Puis, lentement, et de plus en plus ironique :

— Tu le vois, même si tu pouvais parler, la moindre récrimination serait de ta part une inconvenance, car je suis bon, et puisque tu crois à une vie future, je t’accorde dix minutes pour préparer ton départ vers l’éternité.

Pariset est livide. Il essaie de parler, mais le bâillon ne laisse passer que des sons inarticulés.

Il y a dans les regards de l’homme qui va mourir, de la haine, de l’épouvante, et aussi une surprise affolante… Ce dernier sentiment même doit dominer… Quoi, le parent de sa femme, l’homme qui fut son ami, est celui par la main duquel il va périr !

— Et la petite chose ? interroge Foorberg.

Le chef masqué désigne le paquet qu’il a posé à terre.

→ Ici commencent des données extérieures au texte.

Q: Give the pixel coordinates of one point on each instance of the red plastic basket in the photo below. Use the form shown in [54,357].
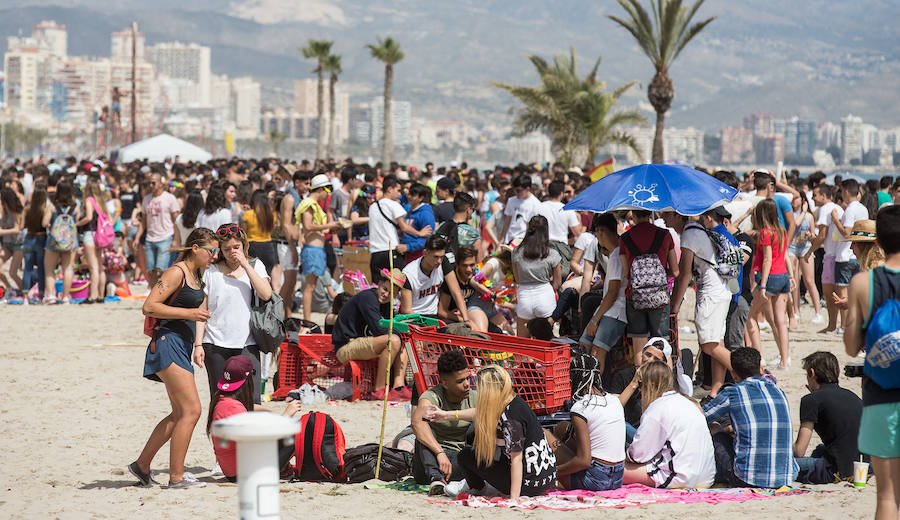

— Quelques gouttes de laudanum. Elle dormira jusqu’au retour au bateau.

— Parfait !

— Et, là, je verrai ce que l’on peut faire du gamin que Tom et Jetty m’ont si vivement recommandé.

Nul ne s’occupe plus de l’enfant. Une discussion s’est élevée parmi les meurtriers au sujet de Jud. Jetty et Tom le louent. Foorberg et Van Reek le critiquent. Ah ! s’il pouvait voler l’enfant !

Il se souvient des pâturages traversés par lui avant d’atteindre la pulqueria. Il y avait là des chevaux en liberté… S’il arrivait là, s’il bondissait sur le dos d’un des animaux… Ce serait le salut, peut-être.

Un coup d’œil à ses adversaires. La discussion s’est animée… Les bandits ont oublié tout pour discuter sur l’opportunité d’adjoindre à la troupe le gamin, qu’ils ne supposent pas si près d’eux.

C’est le moment d’agir. Jud se glisse près de l’enfant. Il l’attire à lui. Il le tient. Un trouble inconnu l’étreint lorsqu’il presse dans ses bras la petite créature. Oh ! il faut réussir. Il ne veut pas mourir, puisque sa mort entraînerait celle de Lilian.